You Can Cure Panic Attacks Without Prescription Medication

Using a few simple techniques can help Cure Panic Attacks during public speaking. Most people are affected with shyness at some point in their life. Very few people feel comfortable being at the center of attention and find it a nerve-racking experience. The thought of being watched is enough to create immense feelings of fear and anxiety for some people.

Social phobia is much like shyness, however it is much more severe. Although social phobia is highly common in the general population, it remains largely under-diagnosed and untreated. Social phobia usually develops in childhood and accounts for over 90% of adult cases. Childhood cases of social anxiety are often misread or ignored but it can have a negative effect on behaviors.

Becoming an adult doesn’t automatically make us less self-critical and unconfident around others. Most people with social anxiety fail in Overcoming Panic Attacks even into adulthood. Possible situations that could trigger a panic attack for a sufferer are; speaking to your boss, giving a presentation, going to a social gathering and introducing yourself at a new job.

Panic sensations can be frightening especially when you have nowhere to run. The domino effect of anxiety symptoms causes more fear and more symptoms, which trigger an attack. During a panic attack a sufferer might experience depersonalization and derealization, as well as distressing physical symptoms such as sharp chest pain, rapid heart rate and hyperventilation.

Perhaps the biggest fear of social phobia sufferers is making a blunder and being ridiculed in public. Planning ahead and being prepared can help to cure panic attacks preemptively. Knowing what you’re going to say and do will reduce your anxiety and worrying. Get prepared by doing the research, getting everything down on paper and fine-tuning it. Use prompt cards to help you, so you don’t lose track.

Practice makes perfect, so go through content until you become familiar with it. Get into the habit of practicing in front of close friends and family. Spend time talking out loud, trying not to use prompts. Using imagery is an excellent way to practice the real thing in your mind.

You might also find that the additional use positive affirmations can enhance the exercise. Start the exercise by slow deep breathing and when your feel calm, visualize someone who is confident and assertive.
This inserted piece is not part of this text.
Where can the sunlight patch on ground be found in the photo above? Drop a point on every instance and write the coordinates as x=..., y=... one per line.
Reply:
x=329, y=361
It could be someone you know personally or someone you’ve seen on TV. Observe their movements and the way they talk, and notice the qualities that make them confident.

Now, slowly step into their body and adopt their behaviors. See yourself absolutely filled with confidence and begin to walk through the next speech or presentation in your mind. Imagine everything going perfectly and see yourself comfortable and relaxed. Make sure you do this exercise frequently right up to the day.

Practicing imagery exercises aid in boosting confidence and preparing you mentally, which can certainly help cure panic attacks in any social experience. On the day mentally go through this positive picture one more time. Relax your shoulders, smile, breathe easy and go for it! Don’t worry about making any blunders, just smile and no one will notice. With the right attitude and help people with Anxiety and depression disorders can lead happier lives.